There probably isn't a hunter alive that does not at least get a little miffed at the movie Bambi. I remember going with a friend to see a re-release of the movie in the theater (the last one before its move over to home video). When it came to the famous scene of hunter vs. Bambi's mother my ears were suddenly accosted by shrill, hellish wails. A mother suddenly jumped up and dragged her hysterical boys from the theater. I heard, "They're going to kill the mother, don't let them kill the mother!" (or something along those lines).

Me? I was secretly cheering for the hunter and (not so secretly) angry at parents that would let their children watch such a movie in the first place without teaching them the facts of life.

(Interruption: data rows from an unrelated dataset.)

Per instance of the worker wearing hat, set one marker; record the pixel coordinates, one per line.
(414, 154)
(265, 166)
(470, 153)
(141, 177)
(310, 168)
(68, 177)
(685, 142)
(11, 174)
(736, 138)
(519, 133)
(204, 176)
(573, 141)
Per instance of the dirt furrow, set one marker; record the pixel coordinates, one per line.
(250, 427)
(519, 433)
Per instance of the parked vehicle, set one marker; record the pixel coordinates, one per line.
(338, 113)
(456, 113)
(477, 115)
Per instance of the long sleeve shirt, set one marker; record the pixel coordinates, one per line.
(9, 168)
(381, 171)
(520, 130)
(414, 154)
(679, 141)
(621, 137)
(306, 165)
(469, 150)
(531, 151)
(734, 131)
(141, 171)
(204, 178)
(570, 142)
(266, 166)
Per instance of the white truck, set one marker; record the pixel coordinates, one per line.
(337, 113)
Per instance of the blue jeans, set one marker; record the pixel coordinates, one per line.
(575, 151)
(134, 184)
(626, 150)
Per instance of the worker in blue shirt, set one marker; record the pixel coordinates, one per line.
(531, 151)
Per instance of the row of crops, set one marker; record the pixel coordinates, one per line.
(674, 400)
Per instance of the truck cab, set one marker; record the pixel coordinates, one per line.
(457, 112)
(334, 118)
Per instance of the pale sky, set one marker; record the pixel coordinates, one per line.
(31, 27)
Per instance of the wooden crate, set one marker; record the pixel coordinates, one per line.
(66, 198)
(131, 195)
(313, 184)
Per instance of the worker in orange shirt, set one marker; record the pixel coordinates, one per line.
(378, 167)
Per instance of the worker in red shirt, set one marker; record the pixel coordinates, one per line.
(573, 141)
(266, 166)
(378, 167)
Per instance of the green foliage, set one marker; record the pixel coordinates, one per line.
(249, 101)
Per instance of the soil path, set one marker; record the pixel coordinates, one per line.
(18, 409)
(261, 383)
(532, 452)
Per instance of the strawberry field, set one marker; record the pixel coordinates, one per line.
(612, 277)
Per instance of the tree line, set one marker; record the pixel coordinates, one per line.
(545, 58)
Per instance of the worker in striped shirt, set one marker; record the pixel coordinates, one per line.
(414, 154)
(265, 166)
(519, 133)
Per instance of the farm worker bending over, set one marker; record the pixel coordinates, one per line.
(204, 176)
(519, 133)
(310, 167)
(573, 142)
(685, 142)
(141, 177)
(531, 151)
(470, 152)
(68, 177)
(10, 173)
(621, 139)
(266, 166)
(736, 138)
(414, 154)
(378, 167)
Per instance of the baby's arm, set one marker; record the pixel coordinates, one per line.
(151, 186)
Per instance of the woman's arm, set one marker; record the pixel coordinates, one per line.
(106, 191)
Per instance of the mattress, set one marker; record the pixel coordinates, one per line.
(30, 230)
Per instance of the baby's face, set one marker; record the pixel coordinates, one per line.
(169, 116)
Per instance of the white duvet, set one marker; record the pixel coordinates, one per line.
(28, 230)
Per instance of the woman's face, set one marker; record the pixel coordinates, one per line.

What has to happen in a child's heart to change it from one such as was possessed by those two children, to one like mine? Strangely enough we automatically assume the problem is with the child.

A friend accounted to me a time she was eating with some coworkers when the topic of animal cruelty and factory farms came up. It wasn't long into the conversation when someone stated they didn't want to talk about it anymore. They would rather not know where their meat came from and they were more comfortable pretending it didn't come from animals. Really.

I recall, as a child, almost vomiting when I realized the thing I found in my food was a vein. Up to the point I really had never made the connection that at one time what I was eating use to be alive. I, like most children. I would have to struggle through the nausea many times before adulthood finally cleansed me of that weakness.

It was a long time before I once again started thinking about the source of my food. At forty years of age I had finally outgrown the need for pretending. The food, the chicken, steak, pork chop, came from something that was once alive. Something sentient and feeling. Something innocent. Only this innocence wasn't anesthetized by social mores, it was simply destroyed for my entertainment. The hunter had won and any screaming children dragged out of the theater.

This post has turned into more of a ramble and for that I apologize. My point is this: I saw a dark irony in the disparity between the child screaming for the deer who was about to die and and the pretense of my adulthood. I realized that if normal had to be defined by how well I could pretend, then something was seriously wrong with me.

Perhaps the screaming child scares us. We want to slap him or drag him out of sight (and hopefully out of mind), anything to shut his blathering mouth. We don't want to be reminded of the fact that our lunch used to be something other than what we are pretending it to be.

In short, I woke up and, like those two boys, started screaming.